I'm a little bit confused as to why so many people are up in arms about Facebook's new facial recognition tool.
I guess it is kind of scary when you consider the huge amount of personal data that Facebook has accumulated on over 600 million individuals (and in many cases their pets as well) over the time it has been active. But isn't that kind of the point? We all sign up to social networking sites fully in the knowledge that our personal information is going to be in the public domain. And then we moan when it is.
However we set our privacy settings Facebook will still have all the information that we choose to put on the site stored somewhere on their servers.
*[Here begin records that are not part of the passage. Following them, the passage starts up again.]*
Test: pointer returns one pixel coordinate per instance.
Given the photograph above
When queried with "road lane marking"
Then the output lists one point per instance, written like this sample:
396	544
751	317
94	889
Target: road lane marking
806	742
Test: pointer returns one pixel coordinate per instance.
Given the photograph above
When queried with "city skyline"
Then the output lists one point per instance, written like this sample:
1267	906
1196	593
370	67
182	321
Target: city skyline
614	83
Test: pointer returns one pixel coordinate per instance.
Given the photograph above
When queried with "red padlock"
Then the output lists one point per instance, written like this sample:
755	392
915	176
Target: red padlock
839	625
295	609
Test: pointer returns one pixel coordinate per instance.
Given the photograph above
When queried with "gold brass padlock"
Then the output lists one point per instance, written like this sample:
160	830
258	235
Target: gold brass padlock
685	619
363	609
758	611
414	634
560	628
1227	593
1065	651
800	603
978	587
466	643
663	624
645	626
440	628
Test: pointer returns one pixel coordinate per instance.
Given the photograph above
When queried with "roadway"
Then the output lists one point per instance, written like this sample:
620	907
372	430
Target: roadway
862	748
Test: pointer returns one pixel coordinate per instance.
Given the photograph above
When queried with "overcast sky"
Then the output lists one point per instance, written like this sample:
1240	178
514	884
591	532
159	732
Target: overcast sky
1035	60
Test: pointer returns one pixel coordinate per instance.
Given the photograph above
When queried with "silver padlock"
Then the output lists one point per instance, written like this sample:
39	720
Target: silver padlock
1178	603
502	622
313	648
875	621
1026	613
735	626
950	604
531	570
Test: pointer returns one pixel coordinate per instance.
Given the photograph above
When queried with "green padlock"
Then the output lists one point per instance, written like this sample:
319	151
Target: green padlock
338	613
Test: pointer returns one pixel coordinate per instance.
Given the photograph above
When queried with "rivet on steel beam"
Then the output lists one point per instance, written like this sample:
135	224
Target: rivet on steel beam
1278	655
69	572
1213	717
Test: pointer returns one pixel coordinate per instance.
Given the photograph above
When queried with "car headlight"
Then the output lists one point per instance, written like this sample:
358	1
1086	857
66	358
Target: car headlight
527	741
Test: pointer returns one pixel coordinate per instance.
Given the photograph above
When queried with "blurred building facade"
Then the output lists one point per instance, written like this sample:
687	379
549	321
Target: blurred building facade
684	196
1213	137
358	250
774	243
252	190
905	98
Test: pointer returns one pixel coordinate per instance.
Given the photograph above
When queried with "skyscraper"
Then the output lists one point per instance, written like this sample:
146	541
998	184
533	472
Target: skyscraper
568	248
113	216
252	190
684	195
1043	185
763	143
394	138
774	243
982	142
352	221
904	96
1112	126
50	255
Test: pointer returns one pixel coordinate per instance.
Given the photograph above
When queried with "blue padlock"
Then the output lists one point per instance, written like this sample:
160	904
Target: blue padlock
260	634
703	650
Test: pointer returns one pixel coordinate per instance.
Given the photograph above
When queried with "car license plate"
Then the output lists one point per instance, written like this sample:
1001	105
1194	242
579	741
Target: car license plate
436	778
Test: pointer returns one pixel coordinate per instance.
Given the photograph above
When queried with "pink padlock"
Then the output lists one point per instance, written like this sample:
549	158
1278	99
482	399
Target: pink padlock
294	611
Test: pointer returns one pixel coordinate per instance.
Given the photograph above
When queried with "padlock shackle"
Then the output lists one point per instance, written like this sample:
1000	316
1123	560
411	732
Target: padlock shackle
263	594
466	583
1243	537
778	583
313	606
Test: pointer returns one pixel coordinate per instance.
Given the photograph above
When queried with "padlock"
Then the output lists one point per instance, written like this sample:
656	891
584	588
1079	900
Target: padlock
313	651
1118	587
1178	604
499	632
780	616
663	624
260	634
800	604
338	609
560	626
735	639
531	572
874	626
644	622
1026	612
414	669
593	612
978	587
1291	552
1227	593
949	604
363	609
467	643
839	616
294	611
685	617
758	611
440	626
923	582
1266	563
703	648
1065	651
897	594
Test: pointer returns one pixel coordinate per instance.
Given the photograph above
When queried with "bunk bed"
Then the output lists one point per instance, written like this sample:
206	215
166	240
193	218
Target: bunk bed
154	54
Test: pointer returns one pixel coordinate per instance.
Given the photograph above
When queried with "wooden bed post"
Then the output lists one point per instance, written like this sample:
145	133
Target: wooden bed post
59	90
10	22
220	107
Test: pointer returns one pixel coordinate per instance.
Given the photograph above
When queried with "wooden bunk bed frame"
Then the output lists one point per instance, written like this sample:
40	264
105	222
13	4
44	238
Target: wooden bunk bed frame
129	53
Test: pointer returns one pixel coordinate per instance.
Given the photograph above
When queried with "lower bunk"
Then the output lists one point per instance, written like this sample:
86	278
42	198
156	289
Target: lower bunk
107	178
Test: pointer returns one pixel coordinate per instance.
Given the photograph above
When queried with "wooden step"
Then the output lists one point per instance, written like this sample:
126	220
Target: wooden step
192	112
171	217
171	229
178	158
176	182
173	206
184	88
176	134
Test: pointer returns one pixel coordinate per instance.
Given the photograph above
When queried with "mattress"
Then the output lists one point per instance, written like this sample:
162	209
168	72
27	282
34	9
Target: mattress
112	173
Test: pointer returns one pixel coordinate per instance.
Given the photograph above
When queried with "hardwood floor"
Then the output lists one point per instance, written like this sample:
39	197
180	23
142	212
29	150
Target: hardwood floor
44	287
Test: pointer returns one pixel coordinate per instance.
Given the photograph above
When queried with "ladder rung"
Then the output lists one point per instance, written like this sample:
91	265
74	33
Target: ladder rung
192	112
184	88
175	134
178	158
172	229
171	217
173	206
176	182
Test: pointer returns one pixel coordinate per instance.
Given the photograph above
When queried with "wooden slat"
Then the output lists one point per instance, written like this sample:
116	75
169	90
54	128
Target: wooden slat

And also information about us we don't upload ourselves - images our friends have uploaded and tagged, links to things we "might like" posted on our walls by others, places our friends have checked us in to and a wealth of other data. Whether or not we choose to share this information with family, friends, friends of friends or everyone, Facebook still has it all – everything about us.
I agree that Facebook should really have allowed people to opt in to the facial recognition tool but I can't see what difference it makes that they didn't. Your face is on display every time you walk down the street sans paper bag. Most people seem happy for their friends to tag them in photos so why aren't they happy for Facebook to suggest to these friends that you are tagged? Even if you turn the technology off in your settings, Facebook still has the capability of being able to scan their enormous collection of uploaded images for your face should they, for any reason, decide to do it against your will. Facebook's photograph collection is expanding at about 1000 pictures per second… Odds are there are pictures of you on Facebook that you don't even know where taken. Possible in the background of someone else's holiday snaps or maybe snowboarding past a posing couple on a mountain piste in Canada.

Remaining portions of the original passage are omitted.